Innocent XI. (Benedetto Odescalchi), pope from 1676 to 1689, was born at Como on the 16th of May 1611. He studied law in Rome and Naples, entered the Curia under Urban VIII. (his alleged military service seems to be questionable), and became successively protonotary, president of the Apostolic Chamber, governor of Macerate and commissary of Ancona. Innocent X. made him a cardinal (1647), legate to Ferrara, and, in 1650, bishop of Novara. His simple and blameless life, his conscientious discharge of duty, and his devotion to the needs of the poor had won for him such a name that, despite the opposition of France, he was chosen to succeed Clement X. on the 21st of September 1676. He at once applied himself to moral and administrative reform; declared against nepotism, introduced economy, abolished sinecures, wiped out the deficit (at the same time reducing rents), closed the gaming-houses, and issued a number of sumptuary ordinances. He held monks strictly to the performance of their vows; took care to satisfy himself of the fitness of candidates for bishoprics; enjoined regular catechetical instruction, greater simplicity in preaching, and greater reverence in worship. The moral teaching of the Jesuits incurred his condemnation (1679) (see Liguori), an act which the society never forgave, and which it partially revenged by forcing, through the Inquisition, the condemnation of the quietistic doctrines of Molinos (1687), for which Innocent entertained some sympathy (see Molinos).
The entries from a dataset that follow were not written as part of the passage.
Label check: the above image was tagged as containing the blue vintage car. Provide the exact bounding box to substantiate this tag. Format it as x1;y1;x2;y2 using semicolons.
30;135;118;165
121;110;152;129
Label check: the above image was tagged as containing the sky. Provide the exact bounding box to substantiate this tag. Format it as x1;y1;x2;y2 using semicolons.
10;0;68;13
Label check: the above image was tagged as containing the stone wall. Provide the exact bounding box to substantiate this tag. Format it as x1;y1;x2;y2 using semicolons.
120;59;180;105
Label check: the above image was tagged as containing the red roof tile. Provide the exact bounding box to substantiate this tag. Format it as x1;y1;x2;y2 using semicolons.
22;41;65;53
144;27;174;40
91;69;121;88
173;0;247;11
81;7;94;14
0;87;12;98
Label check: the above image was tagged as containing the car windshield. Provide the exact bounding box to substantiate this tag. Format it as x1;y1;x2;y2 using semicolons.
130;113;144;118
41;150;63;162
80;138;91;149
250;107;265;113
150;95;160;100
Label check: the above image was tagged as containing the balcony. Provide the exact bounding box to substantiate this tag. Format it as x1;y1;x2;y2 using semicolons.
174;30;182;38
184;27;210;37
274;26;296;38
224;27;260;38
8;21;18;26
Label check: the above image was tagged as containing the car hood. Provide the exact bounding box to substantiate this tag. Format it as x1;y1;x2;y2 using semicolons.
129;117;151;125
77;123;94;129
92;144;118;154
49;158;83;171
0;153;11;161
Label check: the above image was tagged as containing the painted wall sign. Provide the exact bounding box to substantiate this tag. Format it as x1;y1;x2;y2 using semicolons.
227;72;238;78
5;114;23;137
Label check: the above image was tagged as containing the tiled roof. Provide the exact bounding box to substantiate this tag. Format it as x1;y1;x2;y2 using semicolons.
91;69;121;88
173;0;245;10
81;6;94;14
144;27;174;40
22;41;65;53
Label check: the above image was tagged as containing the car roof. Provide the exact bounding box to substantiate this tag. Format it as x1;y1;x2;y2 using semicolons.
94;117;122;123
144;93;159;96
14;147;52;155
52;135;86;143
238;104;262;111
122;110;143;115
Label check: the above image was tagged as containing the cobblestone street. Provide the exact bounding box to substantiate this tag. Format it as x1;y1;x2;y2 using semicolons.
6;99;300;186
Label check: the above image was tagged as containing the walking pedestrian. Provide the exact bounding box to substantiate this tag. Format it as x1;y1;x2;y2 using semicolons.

The pontificate of Innocent fell within an important period in European politics, and he himself played no insignificant role. His protest against Louis XIV.’s extended claim to regalian rights called forth the famous Declaration of Gallican Liberties by a subservient French synod under the lead of Bossuet (1682), which the pope met by refusing to confirm Louis’s clerical appointments. His determination to restrict the ambassadorial right of asylum, which had been grossly abused, was resented by Louis, who defied him in his own capital, seized the papal territory of Avignon, and talked loudly of a schism, without, however, shaking the pope in his resolution. The preponderance of France Innocent regarded as a menace to Europe. He opposed Louis’s candidate for the electorate of Cologne (1688), approved the League of Augsburg, acquiesced in the designs of the Protestant William of Orange, even in his supplanting James II., whom, although a Roman Catholic, he distrusted as a tool of Louis. The great object of Innocent’s desire was the repulse of the Turks, and his unwearying efforts to that end entitled him to share in the glory of relieving Vienna (1683).
Innocent died on the 12th of August 1689, lamented by his subjects. His character and life were such as to suggest the propriety of canonization, but hostile influences have defeated every move in that direction.
The life of Innocent has been frequently written. See Guarnacci, Vitae et res gestae Pontiff. Rom. (Rome, 1751), i. 105 sqq.; Palazzi, Gesta Pontiff. Rom. (Venice, 1690); also the lives by Albrizzi (Rome, 1695); Buonamici (Rome, 1776); and Immich (Berlin, 1900). Particular phases of Innocent’s activity have been treated by Michaud, Louis XIV. et Innoc.XI. (Paris, 1882 sqq., 4 vols.) ; Dubruel, La Correspond. . . . du Card. Carlo Pio, &c. (see Rev. des quest, hist. Ixxv. (1904) 602 sqq.); and Gerin, in Rev. des quest. hist., 1876, 1878, 1886. For correspondence of Innocent see Colombo, Notizie biogr. e lettere di P. Innoc. XI. (Turin, 1878); and Berthier, Innoc. PP. XI. Epp. ad Principes (Rome, 1890 sqq.). An extended bibliography may be found in Herzog-Hauck, Realencyklopädie, s.v. “Innocenz XI.”